Emily Watson talked Project X4 to the weekly magazine, The Georgia Straight, about Project X4 while promoting Altman's Gosford Park (Thanks Owen!):
Watson did say yes to Paul Thomas Anderson, the Magnolia and Boogie Nights director, when he was looking for a lead female for his first comedy, Punch Drunk Knuckle Love. The film's male lead: none other than Adam Sandler.
"I had the best time," she says, "and Adam is amazing.
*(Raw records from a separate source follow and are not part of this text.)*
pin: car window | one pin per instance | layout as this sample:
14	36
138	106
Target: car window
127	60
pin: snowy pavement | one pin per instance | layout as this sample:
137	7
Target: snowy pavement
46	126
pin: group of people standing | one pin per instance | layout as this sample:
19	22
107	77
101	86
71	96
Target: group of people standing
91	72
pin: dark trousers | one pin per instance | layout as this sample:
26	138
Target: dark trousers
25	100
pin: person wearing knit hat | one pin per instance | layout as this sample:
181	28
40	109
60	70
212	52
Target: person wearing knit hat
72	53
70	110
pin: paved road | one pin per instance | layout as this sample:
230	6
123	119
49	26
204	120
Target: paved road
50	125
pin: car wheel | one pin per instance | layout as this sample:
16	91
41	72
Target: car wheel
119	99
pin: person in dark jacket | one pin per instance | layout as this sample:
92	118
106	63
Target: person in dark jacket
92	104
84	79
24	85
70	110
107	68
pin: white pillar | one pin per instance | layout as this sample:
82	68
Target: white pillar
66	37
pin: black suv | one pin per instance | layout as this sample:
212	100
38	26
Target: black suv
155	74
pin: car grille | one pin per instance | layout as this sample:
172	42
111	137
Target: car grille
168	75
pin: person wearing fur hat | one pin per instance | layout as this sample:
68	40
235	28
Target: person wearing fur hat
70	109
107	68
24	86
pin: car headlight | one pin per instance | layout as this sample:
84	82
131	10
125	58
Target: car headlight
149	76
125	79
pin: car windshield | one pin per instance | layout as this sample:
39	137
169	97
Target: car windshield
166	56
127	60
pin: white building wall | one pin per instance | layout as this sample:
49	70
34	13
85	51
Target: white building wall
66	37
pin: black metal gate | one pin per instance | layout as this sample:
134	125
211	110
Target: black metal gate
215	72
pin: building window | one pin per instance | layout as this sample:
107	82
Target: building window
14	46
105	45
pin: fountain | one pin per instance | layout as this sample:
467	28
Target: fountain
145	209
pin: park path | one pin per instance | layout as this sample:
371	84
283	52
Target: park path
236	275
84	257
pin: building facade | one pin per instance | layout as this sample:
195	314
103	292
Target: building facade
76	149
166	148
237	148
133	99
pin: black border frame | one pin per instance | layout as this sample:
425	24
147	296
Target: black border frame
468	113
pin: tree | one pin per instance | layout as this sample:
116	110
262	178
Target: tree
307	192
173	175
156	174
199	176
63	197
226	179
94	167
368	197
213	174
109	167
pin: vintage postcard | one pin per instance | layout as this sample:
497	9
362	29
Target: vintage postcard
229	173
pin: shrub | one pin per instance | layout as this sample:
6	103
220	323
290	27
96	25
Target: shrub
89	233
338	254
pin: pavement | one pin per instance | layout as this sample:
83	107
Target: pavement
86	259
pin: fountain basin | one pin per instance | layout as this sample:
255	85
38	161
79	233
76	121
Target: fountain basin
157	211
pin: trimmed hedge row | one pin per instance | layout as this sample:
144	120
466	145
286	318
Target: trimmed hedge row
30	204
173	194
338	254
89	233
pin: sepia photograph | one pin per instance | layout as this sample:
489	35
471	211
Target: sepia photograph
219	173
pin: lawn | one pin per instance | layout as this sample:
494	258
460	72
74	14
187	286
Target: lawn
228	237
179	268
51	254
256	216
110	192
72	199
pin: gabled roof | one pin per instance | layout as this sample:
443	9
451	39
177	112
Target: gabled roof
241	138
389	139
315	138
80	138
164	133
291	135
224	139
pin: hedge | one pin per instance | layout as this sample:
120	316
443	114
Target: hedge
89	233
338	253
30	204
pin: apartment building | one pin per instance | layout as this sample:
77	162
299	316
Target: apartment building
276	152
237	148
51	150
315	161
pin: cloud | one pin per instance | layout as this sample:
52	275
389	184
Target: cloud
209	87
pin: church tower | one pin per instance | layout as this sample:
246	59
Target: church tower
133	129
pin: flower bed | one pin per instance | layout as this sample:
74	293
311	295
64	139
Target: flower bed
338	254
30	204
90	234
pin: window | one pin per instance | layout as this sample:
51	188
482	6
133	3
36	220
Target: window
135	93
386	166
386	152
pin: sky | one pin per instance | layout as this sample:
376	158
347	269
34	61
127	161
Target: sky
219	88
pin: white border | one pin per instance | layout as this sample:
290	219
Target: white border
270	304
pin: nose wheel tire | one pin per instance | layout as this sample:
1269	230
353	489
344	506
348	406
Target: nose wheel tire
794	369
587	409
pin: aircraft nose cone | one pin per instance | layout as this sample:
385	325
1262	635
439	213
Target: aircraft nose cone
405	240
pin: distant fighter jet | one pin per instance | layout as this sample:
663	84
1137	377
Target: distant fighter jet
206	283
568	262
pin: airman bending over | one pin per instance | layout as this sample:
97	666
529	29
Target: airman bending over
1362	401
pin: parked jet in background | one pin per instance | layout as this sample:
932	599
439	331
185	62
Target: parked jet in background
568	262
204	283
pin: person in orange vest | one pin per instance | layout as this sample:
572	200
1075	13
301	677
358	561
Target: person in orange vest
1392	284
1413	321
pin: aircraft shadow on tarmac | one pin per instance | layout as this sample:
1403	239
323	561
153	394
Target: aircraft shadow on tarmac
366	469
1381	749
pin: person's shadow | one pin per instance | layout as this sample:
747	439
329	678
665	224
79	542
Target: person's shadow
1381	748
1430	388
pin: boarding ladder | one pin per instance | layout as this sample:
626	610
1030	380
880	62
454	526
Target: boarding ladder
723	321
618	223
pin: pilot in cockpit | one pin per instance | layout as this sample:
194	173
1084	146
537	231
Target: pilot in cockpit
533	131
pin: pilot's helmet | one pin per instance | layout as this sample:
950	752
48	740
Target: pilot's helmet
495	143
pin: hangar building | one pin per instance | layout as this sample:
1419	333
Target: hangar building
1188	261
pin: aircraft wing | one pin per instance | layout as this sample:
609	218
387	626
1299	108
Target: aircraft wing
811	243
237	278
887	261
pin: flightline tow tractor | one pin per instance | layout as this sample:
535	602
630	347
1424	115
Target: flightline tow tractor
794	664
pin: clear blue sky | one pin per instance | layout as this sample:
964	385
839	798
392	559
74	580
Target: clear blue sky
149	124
Paul pulls down something very different from what he has done before and so does Adam, and I guess so do I. I'll admit we're a strange threesome, but it was a happy meeting."
Musician Nick Cave (Nick Cave & the Bad Seeds) had this to say about Magnolia in a recent interview in the 2001 Winter issue of Mojo. (Thanks Ryan!)
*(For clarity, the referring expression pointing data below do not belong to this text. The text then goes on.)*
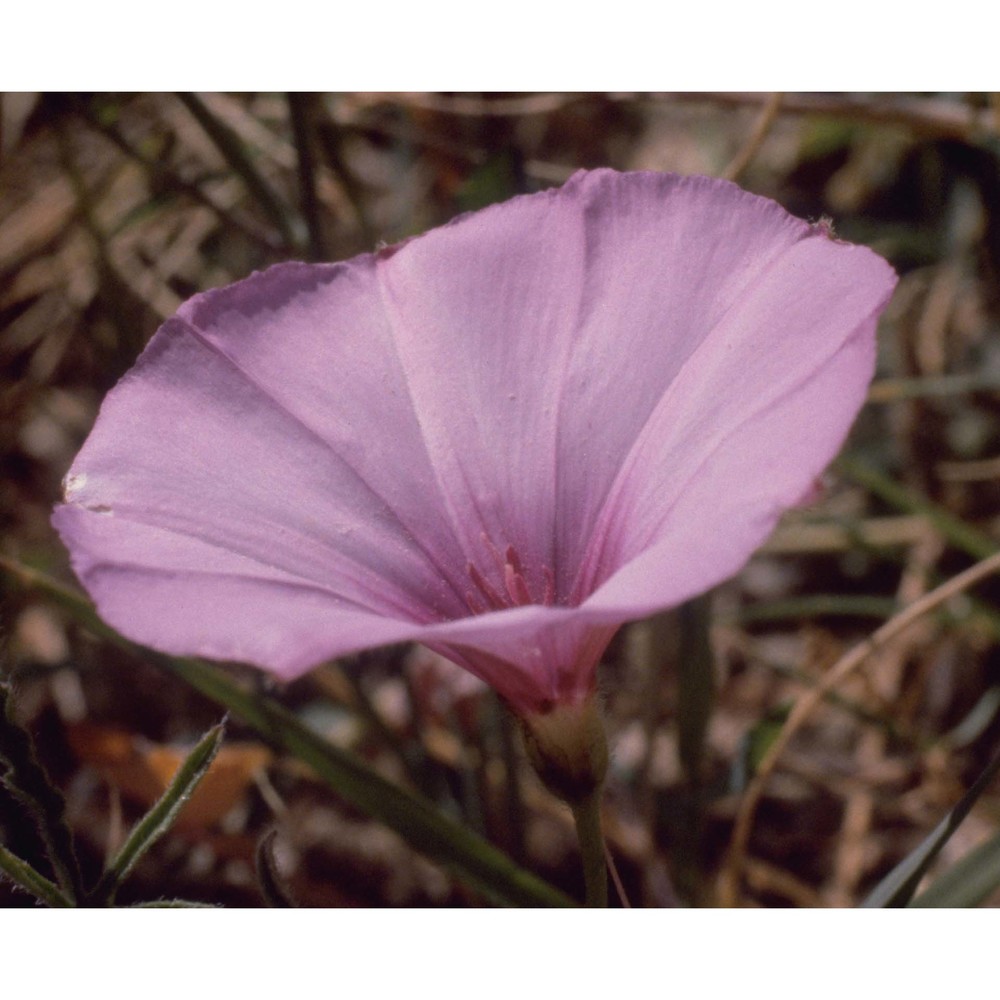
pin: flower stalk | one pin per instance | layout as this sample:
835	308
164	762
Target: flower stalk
568	748
587	816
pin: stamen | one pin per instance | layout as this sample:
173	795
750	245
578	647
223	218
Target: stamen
516	586
513	560
549	595
495	601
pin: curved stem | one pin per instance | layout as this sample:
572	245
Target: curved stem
587	816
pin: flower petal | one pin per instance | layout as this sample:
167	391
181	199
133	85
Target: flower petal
624	381
757	413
He doesn't find that much to admire about recent movies - especially the Coen brothers - though he did like Michael Mann's Heat and The Informer, and thoroughly enjoyed Paul Anderson's Magnolia. "I love the way that it descends into misery," he says. "There's a section in the middle which goes on for ages, where everyone's just in agony, sitting there crying. You don't often get that from Hollywood: lengthy periods of sorrow just aren't welcome, you have a cry for two seconds and then everybody's happy again. And I liked the shower of frogs: to me it was like an apocalypse, God yawning at everyone's stupidity, and sending down a plague."
In case you missed it, the Boogie Nights DVD was listed among Entertainment Weekly's Essential DVDs of the Century. Here's their comments:
Boogie Nights (1997) (New Line, R, $29.95) Leave it to the leader of a ''funky bunch'' to star in a porn flick. Or rather, a flick about porn. But Mark Wahlberg proved to be the perfect choice to play Dirk Diggler, the well-endowed star of Paul Thomas Anderson's ode to the adult-film industry. And while size may indeed matter, it was Anderson's deft attention to detail that made ''Boogie Nights'' the defining cinematic look back at the glitzy, glamorous (and grimy) late '70s.